Pipeline Architecture & Development: Design, build, and maintain scalable, reliable, and high-performance data pipelines using Azure Data Factory, Databricks, and Spark to support machine learning and analytics workloads.
ETL & Data Integration: Lead the creation and optimization of ETL processes for structured and unstructured data, ensuring data quality, lineage, and compliance with enterprise standards.
Feature Store Management: Develop and manage feature stores to streamline the reusability and governance of engineered features for AI and ML models.
ML Ops and Automation: Implement robust MLOps workflows that enable continuous integration, deployment, monitoring, and retraining of ML models in production environments.
Collaboration: Partner with data scientists, ML engineers, and business stakeholders to translate analytic requirements into scalable data solutions, and provide guidance on best practices for data engineering in an AI context.
Communication: Excellent communication skills to collaborate effectively with cross-functional teams, including data scientists, analysts, and business stakeholders.
Cloud and Security: Ensure secure data movement and storage by applying security best practices and compliance protocols within Azure cloud environments.
Continuous Improvement: Stay current with advancements in data engineering, MLOps, and cloud technologies, and proactively apply new techniques to enhance existing solutions.
Skills and attributes for success
Education: Bachelor’s or Master’s degree in Computer Science, Information Management, Data Engineering, or a closely related technical field.
Experience: 4-6 years of professional experience in data engineering, with a strong emphasis on ML Ops, data pipelines, and large-scale ETL/ELT processes.
Technical Skills: Advanced proficiency in Azure Data Factory, Databricks, and Apache Spark for designing and implementing complex data pipelines and distributed data processing jobs; expertise in
ETL/ELT processes, data wrangling, and integrating diverse data sources into unified, high-quality datasets suitable for AI and analytics applications.
MLOps and Workflow Management: Hands-on experience with feature store management and supporting ML and AI workflows in production environments; solid understanding of MLOps principles,including CI/CD for machine learning, automation of model deployment, and monitoring practices.

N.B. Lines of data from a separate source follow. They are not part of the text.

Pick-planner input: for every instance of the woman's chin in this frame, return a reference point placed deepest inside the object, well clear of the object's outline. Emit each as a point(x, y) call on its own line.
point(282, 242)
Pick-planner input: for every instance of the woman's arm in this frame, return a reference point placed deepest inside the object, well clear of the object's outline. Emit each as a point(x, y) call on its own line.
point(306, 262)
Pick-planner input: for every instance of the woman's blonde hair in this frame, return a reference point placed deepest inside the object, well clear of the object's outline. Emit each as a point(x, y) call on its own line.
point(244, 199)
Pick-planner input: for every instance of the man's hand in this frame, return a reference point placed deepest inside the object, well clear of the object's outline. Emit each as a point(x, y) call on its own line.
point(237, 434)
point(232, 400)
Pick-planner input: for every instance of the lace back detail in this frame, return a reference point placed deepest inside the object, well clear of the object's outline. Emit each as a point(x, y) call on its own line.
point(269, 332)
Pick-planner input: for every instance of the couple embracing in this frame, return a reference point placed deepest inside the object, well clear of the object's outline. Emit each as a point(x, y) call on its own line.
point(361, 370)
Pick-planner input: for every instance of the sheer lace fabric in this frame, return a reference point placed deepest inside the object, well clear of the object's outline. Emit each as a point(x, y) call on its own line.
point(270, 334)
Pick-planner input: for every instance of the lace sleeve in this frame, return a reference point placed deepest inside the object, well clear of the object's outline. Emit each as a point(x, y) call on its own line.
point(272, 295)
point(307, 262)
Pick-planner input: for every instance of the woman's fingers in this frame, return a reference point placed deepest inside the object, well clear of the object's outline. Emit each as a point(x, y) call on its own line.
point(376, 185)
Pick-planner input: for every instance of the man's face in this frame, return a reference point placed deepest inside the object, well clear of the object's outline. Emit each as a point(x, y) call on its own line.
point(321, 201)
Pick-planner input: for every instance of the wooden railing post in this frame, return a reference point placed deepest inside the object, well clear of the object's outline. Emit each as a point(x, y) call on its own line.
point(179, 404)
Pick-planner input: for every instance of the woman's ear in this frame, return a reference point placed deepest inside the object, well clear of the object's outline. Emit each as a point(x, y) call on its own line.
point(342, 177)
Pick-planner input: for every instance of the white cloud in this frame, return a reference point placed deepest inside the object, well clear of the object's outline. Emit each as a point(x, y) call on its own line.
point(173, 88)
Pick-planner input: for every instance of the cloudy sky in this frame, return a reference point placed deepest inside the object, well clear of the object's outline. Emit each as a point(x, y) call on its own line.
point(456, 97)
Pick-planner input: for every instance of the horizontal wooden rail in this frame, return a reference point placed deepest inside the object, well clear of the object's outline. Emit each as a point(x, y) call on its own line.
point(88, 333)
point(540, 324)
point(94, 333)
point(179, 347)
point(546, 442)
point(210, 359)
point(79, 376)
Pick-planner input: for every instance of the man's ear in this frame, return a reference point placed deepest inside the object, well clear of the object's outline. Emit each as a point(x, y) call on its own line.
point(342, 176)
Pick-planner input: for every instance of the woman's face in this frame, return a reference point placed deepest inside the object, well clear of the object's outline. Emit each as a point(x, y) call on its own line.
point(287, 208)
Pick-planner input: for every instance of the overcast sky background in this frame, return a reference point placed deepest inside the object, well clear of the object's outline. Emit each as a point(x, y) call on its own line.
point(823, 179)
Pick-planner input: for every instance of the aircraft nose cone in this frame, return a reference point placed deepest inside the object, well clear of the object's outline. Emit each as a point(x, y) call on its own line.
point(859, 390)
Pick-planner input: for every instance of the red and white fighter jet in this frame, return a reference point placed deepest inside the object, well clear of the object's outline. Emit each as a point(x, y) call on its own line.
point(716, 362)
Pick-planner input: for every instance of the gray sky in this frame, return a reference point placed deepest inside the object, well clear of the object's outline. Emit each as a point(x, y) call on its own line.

Programming and Scripting: Proficient in SQL and Python for data transformation, orchestration, and automation tasks; familiarity with additional programming languages (e.g., Scala, R) is a plus.
Cloud Technologies: Experience with cloud-native tools and services (e.g., Azure, AWS, Google Cloud) for data storage, processing, and orchestration.
Data Security and Compliance: Working knowledge of data security, privacy, and compliance regulations (e.g., GDPR, HIPAA) in cloud-based solutions, ensuring data governance and protection.
Analytical and Problem-Solving Skills: Strong analytical skills to troubleshoot data-related issues and optimize data workflows for performance and efficiency.